Acting for the Camera (THTR 1151/CINE 1151) introduces students to the intellectual, vocal, physical, and emotional challenge of the acting process, distilled for on-camera work. The class meets synchronously once a week, has a hefty reading and viewing list, and is perfectly suited for the online teaching model imposed by the COVID-19 pandemic, said Killeen. “The students complete their acting assignments individually and upload their work for the rest of the class to digest in their own time and provide feedback during our synchronous sessions.” Students also learn the language of the screenplay and how to analyze it for acting clues, explained Killeen, learning, developing, and deploying new techniques that help translate that analysis into embodied performance.

“On film, the viewer always has the experience of the work after the actor has completed it, as opposed to the theater, where the audience and the actor are having the experience simultaneously."

“What you need to make performance is space and time,” said Killeen, “so, as the students meet in real time once a week, they are doing so from their own performance spaces, which are all different. All the things in your space,” she explained, “whether it’s a dog barking, a TV in the next room, an apron hanging on the wall behind you, they all become part of the story before you even open your mouth.”

carl williams '23
Carl Williams '23

“This course does not feel like a Frankenstein class,” said Carl Williams '23. “By that, I mean that it doesn’t feel like an in-person class that is now being all of a sudden taught remotely. Instead, it feels like a class that was meant to be taught virtually. I feel like in the context of remote learning the course is a perfect way to learn acting.” So far, he said, students have spent time filming themselves and attempting to break past any negative views they have of themselves. “I think understanding the emotions that we feel as we act and the emotions we feel as we watch film is at the core of Professor Killeen’s style. I appreciate her approach and have felt encouraged to show my identity through the work we do this semester,” he added.

Acting for the Camera is a class that I've been thinking about for a while,” said Killeen. “It’s also an area of my own work that has grown in the past couple of years, as more film and television roles have come my way, and I’d like to pass on what I’ve learned.” The class will be a mix of performance and written work, while the syllabus includes the required viewing of movies such as the 1921 Charlie Chaplin silent classic The Kid and Barry Jenkins’s Oscar-winning Moonlight (2016).

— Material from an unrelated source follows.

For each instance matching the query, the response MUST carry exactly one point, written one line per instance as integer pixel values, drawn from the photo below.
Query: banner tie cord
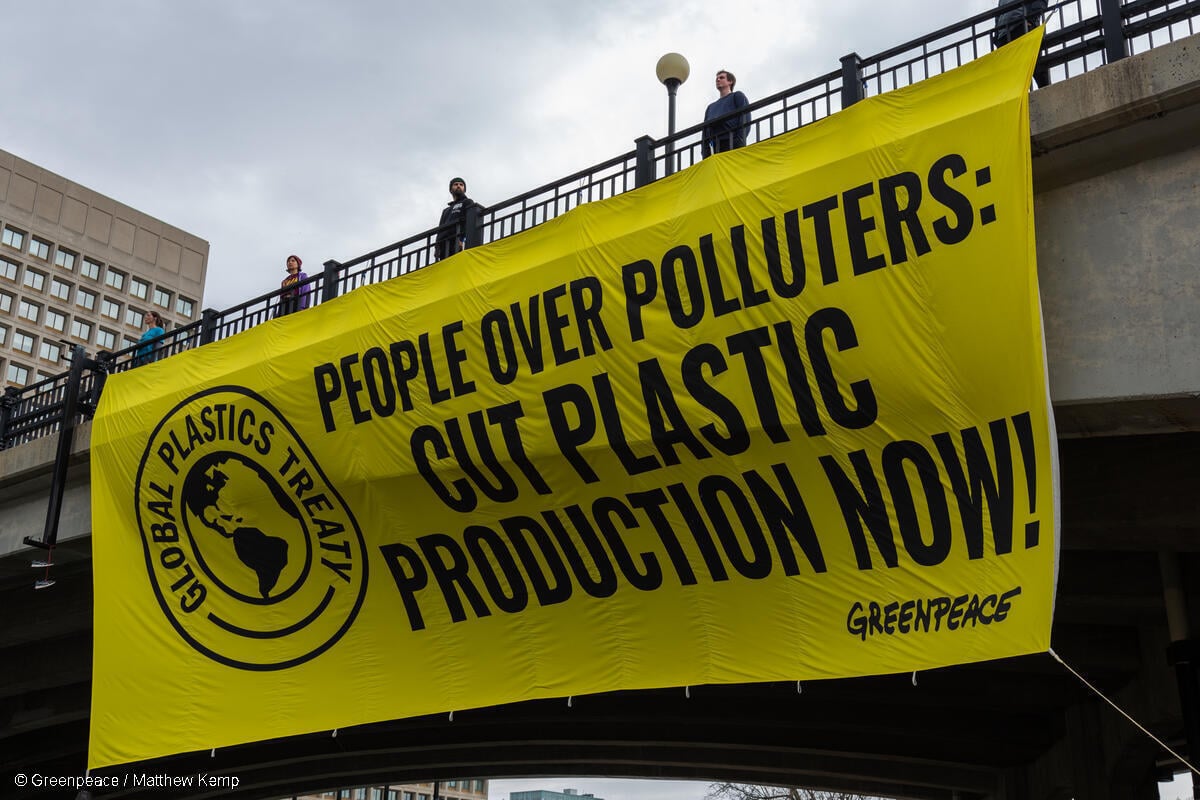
(1137, 725)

The class’s first homework assignment includes an observation exercise in which they film themselves doing something—it can be anything—for sixty seconds, and then go back and view it. Then they need to write something about the experience of watching oneself on film. If it’s a horrible experience, Killeen encourages her students to do it again until they’re comfortable with what they see.

chaplin the kid
Required viewing: Charlie Chaplin's silent classic The Kid (1921)

Throughout the course, students will be considering the issue of race and racism in film, and the extent to which damaging ideas are perpetuated in the media we consume, said Killeen. “As we open our eyes to the reality of the harm of our culture, we can also open our eyes to the choices we have within it,” she added. “One of the aims of the class is to strengthen and grow our awareness toward ‘a more equitable and just future,’” she said, quoting from the Bowdoin Department of Theater and Dance’s Black Lives Matter statement. The course includes a semester-long representation project in which students are asked, among other things, to rewatch some of their favorite movies and TV shows, considering issues like racial bias and stereotypes.

“Values that we promote, like shared humanity, empathy, fully embodied wisdom, and the instincts we have from our bodies and how we integrate and utilize them, those are all things that we always study in class, but they seem even more heightened now,” observed Killeen. “We’re in a time of crisis, and the arts are especially important in times of crisis.”